Ils ignoraient absolument tout des massacres. Il fallait des éléments, à la fois des travaux d’historiens, des prises de parole médiatiques et politiques, pour faire progresser la connaissance. L’histoire coloniale de la France n’a pas été transmise. À chaque fois il a fallu des batailles.

Pourquoi cette simultanéité des massacres dans une période censée être celle de la victoire sur la barbarie ? 

La France voulait conserver son empire colonial parce que, pour elle, c’était un moyen de puissance internationale. En 1945 a eu lieu la conférence de San Francisco où les États-Unis et l’URSS ont demandé le droit des peuples à disposer d’eux-mêmes, c’est-à-dire le passage aux indépendances.

C’était dirigé contre les deux principales puissances coloniales de l’époque qui était la France et la Grande-Bretagne. Ces deux puissances coloniales ont été confrontées à ce mouvement des peuples.

La Grande-Bretagne était confrontée au soulèvement de l’Inde, et pour la France c’était le début de la guerre d’Indochine qui a duré de 1946 jusqu’à la défaite de Dien Bien Phu en 1954, qui était très importante d’ailleurs pour les Algériens. Tous ces massacres étaient consécutifs en fait à des processus de soulèvement pour la décolonisation.

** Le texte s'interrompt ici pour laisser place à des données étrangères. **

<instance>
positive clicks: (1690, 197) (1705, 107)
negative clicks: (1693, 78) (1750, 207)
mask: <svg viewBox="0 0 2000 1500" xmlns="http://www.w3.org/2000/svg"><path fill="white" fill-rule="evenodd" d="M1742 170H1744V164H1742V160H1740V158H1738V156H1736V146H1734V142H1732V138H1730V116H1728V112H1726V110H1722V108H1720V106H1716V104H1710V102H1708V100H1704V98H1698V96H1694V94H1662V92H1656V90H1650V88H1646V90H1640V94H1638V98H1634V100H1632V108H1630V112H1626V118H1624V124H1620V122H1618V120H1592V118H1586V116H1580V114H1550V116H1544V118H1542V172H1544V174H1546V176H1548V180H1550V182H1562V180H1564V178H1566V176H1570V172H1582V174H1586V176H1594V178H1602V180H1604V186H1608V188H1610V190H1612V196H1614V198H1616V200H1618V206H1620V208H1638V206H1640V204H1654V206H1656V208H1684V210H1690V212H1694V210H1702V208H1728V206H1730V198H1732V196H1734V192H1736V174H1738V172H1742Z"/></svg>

Dans votre rapport remis au président Emmanuel Macron, vous n’aviez pas proposé la reconnaissance des massacres de mai 1945. Pourquoi ? 

Parce que ça avait déjà été fait. En 2005 et 2008, Jacques Chirac et Nicolas Sarkozy avaient déjà fait des déclarations sur ces massacres. Lorsque le président Emmanuel Macron s’est adressé à moi, la question dans ma tête c’était la guerre d’Algérie sur laquelle il n’y avait jusqu’alors aucun geste de l’État français, concernant notamment les assassinats des grands dirigeants de la révolution algérienne. Je me suis dit qu’il faut avancer vers la guerre d’indépendance maintenant, et ne pas rester en arrière. Aussi, je me suis déjà battu pour Sétif lorsque j’avais proposé à Jacques Chirac la déclaration de Sétif avec Hubert Colin de Verdière.

Des députés français sont sur un projet de résolution reconnaissant les massacres de 1945. Pensez-vous que cela peut aboutir ? 

Ce n’est pas nouveau. Cela fait maintenant plusieurs années que des députés déposent des projets de demande de reconnaissance par la France des massacres de Sétif, mais cela a été repoussé à chaque fois. Il y a une nouvelle tentative maintenant qui a été faite je crois par le groupe des Verts.

Une motion a été déposée à l’Assemblée nationale, mais franchement je ne crois pas que ça va aboutir, parce que, en ce moment, il n’y a pas de majorité, il y a le poids de l’actualité, le poids de l’extrême-droite qui est très puissante maintenant en France et qui veut absolument qu’on ne reconnaisse rien du tout. Ils sont importants et la bataille est difficile.